核心概念
Geom-DeepONet combines SDF and SIREN to predict field solutions on variable 3D shapes efficiently.
要約
The article introduces Geom-DeepONet, a novel deep operator network variant that encodes parameterized 3D geometries and predicts full-field solutions. It leverages SDF and SIREN for spatial geometric awareness, outperforming PointNet and vanilla DeepONet in accuracy and efficiency. The model's generalizability to dissimilar shapes is highlighted, showcasing superior performance in design similarity-based data splits.
Introduction:
Modern engineering relies on computational models.
Neural networks offer efficient design insights.
Challenges with varying 3D geometries in simulations.
Methods:
Comparison of PointNet, vanilla DeepONet, and Geom-DeepONet.
Results and Discussion:
Geom-DeepONet excels in accuracy and efficiency.
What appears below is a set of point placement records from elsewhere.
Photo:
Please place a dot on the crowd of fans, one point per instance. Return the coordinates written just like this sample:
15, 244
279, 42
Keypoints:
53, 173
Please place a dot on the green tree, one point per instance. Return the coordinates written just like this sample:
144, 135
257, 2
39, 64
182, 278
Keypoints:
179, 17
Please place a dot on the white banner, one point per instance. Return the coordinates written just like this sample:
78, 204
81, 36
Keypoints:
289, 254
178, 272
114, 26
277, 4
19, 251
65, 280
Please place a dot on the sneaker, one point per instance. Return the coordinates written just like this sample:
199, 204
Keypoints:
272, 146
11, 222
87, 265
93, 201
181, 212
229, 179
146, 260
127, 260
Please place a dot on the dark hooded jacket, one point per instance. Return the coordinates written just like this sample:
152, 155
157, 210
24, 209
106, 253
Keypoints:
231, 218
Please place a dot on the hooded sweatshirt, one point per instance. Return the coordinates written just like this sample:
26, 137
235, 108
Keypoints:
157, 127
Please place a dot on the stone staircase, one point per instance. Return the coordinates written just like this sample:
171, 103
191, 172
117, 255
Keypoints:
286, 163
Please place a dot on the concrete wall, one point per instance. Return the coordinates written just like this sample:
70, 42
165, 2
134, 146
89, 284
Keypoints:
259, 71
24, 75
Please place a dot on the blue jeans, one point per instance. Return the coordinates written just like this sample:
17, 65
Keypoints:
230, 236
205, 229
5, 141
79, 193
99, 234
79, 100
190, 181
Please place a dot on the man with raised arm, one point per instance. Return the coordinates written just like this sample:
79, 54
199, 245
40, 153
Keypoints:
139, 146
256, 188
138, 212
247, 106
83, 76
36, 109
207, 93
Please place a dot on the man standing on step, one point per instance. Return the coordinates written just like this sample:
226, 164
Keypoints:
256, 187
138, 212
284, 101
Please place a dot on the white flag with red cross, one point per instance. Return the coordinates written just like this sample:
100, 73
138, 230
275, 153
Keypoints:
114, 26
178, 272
Generalizability tested with similarity-based data splits.
Extension to vector predictions:
Cuboid dataset used for von Mises stress and displacement vector predictions.
Effect of Geom-DeepONet model size:
Investigating the impact of increasing trainable parameters.
統計
結果は、我々のアーキテクチャがPointNetおよびバニラDeepONetを凌駕し、精度と効率性で優れていることを示しています。
引用
"Nevertheless, few available NNs can handle solution prediction on varying 3D shapes."
"Our architecture trains fast with a small memory footprint and yields the most accurate results among the three."